Editor’s Note - Fast eating

Our food editor has one big appetite for getting it right

Imagine coming on as Creative Loafing’s food editor with lots of expertise but very little time spent in Atlanta restaurants. Then, like a short-order cook, you’re asked to pour out a Beer Issue, grill up our Best of Atlanta Oral Pleasures section and dish out this week’s Food Issue — all while plating weekly reviews and editing our Food & Drink section.

Oh, sure, you’d get help from Grazing columnist Cliff Bostock and from Cheap Eats writer Florence Byrd. But it’d be up to your own teeth, taste and tummy to get to know every great dining spot in town, from Cantina La Casita to the Ritz-Carlton (most are listed in the Food Issue’s Restaurant Guide).

“I really loved it,” Besha Rodell says. “But it’s been overwhelming. Sometimes it’s wonderful just to eat at home.”

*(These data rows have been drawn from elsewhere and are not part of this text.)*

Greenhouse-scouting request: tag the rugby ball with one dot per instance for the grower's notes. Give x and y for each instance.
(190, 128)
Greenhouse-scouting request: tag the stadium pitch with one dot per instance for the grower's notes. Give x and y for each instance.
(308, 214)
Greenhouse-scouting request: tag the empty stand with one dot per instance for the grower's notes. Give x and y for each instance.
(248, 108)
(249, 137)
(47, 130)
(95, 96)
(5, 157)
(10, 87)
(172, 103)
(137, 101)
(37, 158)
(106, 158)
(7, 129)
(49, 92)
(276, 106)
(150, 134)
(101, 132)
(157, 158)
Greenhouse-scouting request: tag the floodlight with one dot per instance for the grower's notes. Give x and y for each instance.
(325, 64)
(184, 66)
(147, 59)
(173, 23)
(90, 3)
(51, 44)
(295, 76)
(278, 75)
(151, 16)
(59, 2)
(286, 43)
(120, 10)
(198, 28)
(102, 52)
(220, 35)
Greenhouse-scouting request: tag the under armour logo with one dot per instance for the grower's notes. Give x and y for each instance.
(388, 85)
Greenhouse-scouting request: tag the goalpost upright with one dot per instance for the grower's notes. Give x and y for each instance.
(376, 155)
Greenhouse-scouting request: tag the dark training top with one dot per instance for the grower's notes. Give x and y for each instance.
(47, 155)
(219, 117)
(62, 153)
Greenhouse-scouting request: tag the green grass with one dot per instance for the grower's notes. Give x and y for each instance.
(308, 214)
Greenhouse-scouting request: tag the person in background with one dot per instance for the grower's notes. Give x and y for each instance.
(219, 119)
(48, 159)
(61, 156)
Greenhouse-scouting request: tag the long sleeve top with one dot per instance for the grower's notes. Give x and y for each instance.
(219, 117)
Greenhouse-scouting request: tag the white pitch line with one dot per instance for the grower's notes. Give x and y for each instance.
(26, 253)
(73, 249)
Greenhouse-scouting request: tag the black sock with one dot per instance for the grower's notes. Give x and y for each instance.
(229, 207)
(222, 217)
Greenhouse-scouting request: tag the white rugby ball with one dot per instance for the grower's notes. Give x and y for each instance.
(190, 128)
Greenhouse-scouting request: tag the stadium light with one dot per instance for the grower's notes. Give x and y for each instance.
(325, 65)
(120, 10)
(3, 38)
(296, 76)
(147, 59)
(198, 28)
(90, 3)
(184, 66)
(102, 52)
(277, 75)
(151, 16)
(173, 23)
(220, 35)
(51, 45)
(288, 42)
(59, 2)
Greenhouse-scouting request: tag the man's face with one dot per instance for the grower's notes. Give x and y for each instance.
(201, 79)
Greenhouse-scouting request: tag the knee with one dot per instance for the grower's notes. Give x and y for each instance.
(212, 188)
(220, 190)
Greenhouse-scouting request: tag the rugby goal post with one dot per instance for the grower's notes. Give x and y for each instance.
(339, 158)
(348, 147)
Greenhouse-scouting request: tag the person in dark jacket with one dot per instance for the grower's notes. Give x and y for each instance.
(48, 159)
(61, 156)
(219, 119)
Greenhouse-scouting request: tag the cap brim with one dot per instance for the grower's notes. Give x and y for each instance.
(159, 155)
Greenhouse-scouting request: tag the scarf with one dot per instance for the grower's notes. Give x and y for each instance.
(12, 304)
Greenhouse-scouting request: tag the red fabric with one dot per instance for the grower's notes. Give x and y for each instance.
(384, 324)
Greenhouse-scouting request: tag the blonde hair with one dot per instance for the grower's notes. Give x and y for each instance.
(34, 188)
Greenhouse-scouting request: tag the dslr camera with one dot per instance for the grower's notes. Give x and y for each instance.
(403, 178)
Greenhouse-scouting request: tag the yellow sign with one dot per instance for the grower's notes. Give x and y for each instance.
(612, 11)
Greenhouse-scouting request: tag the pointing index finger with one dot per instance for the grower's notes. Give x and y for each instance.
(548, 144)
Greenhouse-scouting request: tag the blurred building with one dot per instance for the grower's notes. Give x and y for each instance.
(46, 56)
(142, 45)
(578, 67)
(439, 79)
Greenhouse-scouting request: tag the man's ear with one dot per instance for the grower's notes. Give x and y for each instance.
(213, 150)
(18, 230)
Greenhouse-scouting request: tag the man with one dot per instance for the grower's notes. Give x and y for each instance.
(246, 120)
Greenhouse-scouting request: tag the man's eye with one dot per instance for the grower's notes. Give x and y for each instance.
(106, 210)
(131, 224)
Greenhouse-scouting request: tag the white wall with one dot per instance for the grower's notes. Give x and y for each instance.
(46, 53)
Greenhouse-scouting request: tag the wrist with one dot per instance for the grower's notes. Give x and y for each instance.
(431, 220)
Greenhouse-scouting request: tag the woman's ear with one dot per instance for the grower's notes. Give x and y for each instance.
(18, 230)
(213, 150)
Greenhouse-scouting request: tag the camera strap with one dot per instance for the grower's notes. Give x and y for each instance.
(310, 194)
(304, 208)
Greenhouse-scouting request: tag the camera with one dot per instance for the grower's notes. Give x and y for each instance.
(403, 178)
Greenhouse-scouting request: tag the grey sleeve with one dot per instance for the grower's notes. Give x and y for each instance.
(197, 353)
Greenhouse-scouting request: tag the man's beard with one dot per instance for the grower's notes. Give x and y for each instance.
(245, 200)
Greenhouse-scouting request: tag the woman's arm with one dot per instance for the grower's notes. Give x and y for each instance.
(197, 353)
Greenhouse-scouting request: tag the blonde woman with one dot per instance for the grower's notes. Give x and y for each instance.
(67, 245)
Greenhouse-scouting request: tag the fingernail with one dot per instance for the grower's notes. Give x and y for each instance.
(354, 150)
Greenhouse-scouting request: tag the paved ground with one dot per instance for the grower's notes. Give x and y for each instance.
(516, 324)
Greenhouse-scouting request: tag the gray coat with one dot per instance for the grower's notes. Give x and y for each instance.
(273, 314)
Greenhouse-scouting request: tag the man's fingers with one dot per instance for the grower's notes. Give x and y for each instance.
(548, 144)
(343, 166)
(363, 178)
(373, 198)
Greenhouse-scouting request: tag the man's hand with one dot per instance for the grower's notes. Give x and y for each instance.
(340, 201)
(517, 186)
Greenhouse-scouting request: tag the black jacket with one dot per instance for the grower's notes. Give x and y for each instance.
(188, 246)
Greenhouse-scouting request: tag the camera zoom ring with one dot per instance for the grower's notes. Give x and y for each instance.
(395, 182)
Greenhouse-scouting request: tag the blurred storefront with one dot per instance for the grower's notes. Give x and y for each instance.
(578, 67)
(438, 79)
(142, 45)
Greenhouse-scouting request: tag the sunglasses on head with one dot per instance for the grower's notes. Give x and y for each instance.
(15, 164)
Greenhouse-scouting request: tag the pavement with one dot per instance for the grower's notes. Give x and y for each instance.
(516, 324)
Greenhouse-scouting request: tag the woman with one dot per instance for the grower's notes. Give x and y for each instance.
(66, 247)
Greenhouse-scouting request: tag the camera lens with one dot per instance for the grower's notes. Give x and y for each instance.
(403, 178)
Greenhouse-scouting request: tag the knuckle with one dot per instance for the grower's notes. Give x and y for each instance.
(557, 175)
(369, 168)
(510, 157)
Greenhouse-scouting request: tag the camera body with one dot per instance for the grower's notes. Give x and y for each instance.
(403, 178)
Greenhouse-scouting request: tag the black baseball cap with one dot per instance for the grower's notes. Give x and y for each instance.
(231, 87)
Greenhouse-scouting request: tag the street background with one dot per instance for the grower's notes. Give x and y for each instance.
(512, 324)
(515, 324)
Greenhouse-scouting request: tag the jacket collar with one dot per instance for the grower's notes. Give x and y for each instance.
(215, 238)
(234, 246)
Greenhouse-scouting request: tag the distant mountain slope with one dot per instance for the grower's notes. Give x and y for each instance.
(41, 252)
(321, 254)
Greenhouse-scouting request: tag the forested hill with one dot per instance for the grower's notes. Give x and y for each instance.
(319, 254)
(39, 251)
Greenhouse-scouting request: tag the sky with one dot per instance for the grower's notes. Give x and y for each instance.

One thing that was particularly fun for Besha during her eat-a-thon was profiling four Atlanta chefs and a farmer who are at the forefront of Atlanta’s local, or “slow,” food movement. Besha, who worked in restaurants and as a food writer in New York and Raleigh-Durham before joining CL, had seen local organics transform the way people think about both dining and its relationship to the land surrounding those cities.

“It makes for better food,” she says. “It’s fresher. It’s better ingredients. And the process of having to rethink what you’re cooking every single day really keeps you on your toes, keeps you thinking. When chefs get stuck in their menus, that’s when they become old news.”

The movement toward local organic foods has been slow to come to Atlanta, but such chefs as Michael Tuohy, David Larkworthy, Linton Hopkins and Tony Seichrist are among a growing gaggle who are putting it on Atlanta’s menus.

“I do find it promising,” Besha says. “The issue now comes down to more growers — there’s a finite supply of local produce. Now, there’s more demand, so they need more farmers to produce.”